2.1.2. Experts Qualitative Study

A crowdsourcing participatory qualitative study with subject matter experts was conducted to assess the specific SEM components that could be relevant to the prevention of occupational zoonosis in animal production settings. The inclusion criteria aimed at selecting individuals with expertise and practical experience in animal production, zoonotic diseases, or related fields, who have contributed to interventions or research in zoonosis prevention. This included university veterinarians, epidemiologists, psychologists, and occupational health specialists involved in preventing occupational zoonoses. Their selection criteria included not only their professional roles but also their willingness and availability for participation, effective communication abilities, a minimum of three years’ experience in the field, and expertise demonstrated by the publication of at least one article in the topic within the last two years.
A responder-driven sampling strategy, akin to a snowball sampling approach, was employed. In this method, the initial participants that comply with the inclusion criteria were selected. Subsequently, each of these participants, acting as “seeds,” referred additional experts who fulfilled the stipulated criteria. This approach not only facilitated the identification of relevant subject matter experts but also maintained the study’s focus on those actively engaged in preventing occupational zoonoses. The use of responder-driven sampling allowed for the organic expansion of the participant pool, ensuring a diverse array of perspectives and insights crucial for a comprehensive qualitative assessment.
Expert participants were invited and asked to respond to a semi structured questionnaire with open-ended questions seeking to elucidate the potential relevant components of the SEM for the prevention of zoonotic diseases in farms, from the perspectives of the experts.
The responses underwent qualitative data analysis using framework-guided thematic analysis [25]. Briefly, the data, comprising expert responses, were reviewed to identify recurring patterns, nuances, and salient points. Subsequently, the SEM framework was applied as a lens through which the emerging themes and subthemes were systematically categorized and organized. These thematic insights were intricately linked to the specific levels of the Social Ecological Model, facilitating a comprehensive understanding of their alignment and relevance within this conceptual framework.

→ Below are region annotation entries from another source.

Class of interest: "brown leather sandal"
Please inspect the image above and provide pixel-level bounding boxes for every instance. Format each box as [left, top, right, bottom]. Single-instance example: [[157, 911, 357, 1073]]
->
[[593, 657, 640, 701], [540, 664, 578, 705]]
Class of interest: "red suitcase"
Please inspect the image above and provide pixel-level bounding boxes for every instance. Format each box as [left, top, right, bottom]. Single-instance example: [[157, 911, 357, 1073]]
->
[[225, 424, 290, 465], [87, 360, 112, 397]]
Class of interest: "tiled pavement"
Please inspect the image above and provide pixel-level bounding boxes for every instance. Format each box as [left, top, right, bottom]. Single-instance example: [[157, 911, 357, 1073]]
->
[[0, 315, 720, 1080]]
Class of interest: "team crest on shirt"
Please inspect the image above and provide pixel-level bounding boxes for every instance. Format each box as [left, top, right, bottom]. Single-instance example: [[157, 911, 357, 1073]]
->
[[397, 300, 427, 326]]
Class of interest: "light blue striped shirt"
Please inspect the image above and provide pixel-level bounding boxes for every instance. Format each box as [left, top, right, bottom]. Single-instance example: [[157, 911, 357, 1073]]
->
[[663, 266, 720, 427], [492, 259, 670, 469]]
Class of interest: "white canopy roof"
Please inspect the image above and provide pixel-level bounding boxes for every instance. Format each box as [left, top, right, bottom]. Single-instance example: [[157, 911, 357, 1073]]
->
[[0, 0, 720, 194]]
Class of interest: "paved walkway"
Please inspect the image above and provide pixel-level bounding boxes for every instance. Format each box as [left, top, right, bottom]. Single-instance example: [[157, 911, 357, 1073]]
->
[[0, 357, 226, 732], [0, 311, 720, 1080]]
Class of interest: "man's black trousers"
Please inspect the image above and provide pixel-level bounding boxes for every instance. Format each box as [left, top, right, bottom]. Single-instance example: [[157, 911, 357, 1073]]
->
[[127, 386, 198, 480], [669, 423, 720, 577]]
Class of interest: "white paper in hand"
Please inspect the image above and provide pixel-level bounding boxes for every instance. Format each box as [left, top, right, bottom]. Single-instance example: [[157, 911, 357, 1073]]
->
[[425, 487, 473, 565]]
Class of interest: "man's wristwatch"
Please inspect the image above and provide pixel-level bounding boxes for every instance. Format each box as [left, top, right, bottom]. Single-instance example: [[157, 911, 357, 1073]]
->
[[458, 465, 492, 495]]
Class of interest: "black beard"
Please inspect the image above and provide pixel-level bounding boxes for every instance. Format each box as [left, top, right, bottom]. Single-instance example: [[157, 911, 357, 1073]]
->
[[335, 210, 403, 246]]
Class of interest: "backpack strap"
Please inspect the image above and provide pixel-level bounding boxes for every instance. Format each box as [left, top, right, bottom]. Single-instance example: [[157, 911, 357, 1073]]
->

2.2. Item Creation and Review

Based on the findings of the previous content studies, another comprehensive scoping literature search was performed, but in this case, it was aimed to identify relevant previously validated instruments containing constructs or items identified in the content studies. For content sections not identified in the literature review, original items were drafted from scratch in English. The items were reviewed using Fowler Jr (2013) [26] recommendations, i.e., avoid double-barreled questions, low clarity, ambiguousness, use of jargon, and unbalanced or biased questions. Additionally, the items underwent a thorough quality evaluation on correct spelling, wording, structure, and grammar. The questionnaire was initially organized according to the levels of the SEM. At this stage, the items were also presented for review to four volunteer graduate students from the Departments of Animal Sciences and Clinical Sciences of Colorado State University (CSU). Suggestions, questions, comments, or concerns were recorded and later discussed and adjusted (e.g., rewording, dropping, merging, splitting, etc.).

2.3. Translation Process

The target population demographic is mostly Spanish-speaking laborers; thus, two native-speaker translators, both possessing veterinary and epidemiology backgrounds (EC and JP) and bilingual proficiency, independently translated the questionnaire into Spanish. The two versions were contrasted, and differences were discussed and conciliated. Notably, the translators took careful consideration to prevalent local cultural jargon used by the farm workers. The Spanish version was presented to a third bilingual expert with field experience (NR) for fine adjustments.

2.4. Cognitive Interviews

After approval from the CSU–Institutional Review Board (CSU-IRB), in-person cognitive interviews were conducted with five volunteer workers from a nearby dairy farm. Briefly, the participants were informed of the purpose of the interview and were prompted to provide their perception of the questionnaire’s relevance, intelligibility, and overall clarity. Field notebooks documented the interview proceedings, and the gathered data was analyzed and used for refining the questionnaire items. Remarkably, these interviews led to revisions in both the item sequence and the questionnaire’s format, enhancing its general usability.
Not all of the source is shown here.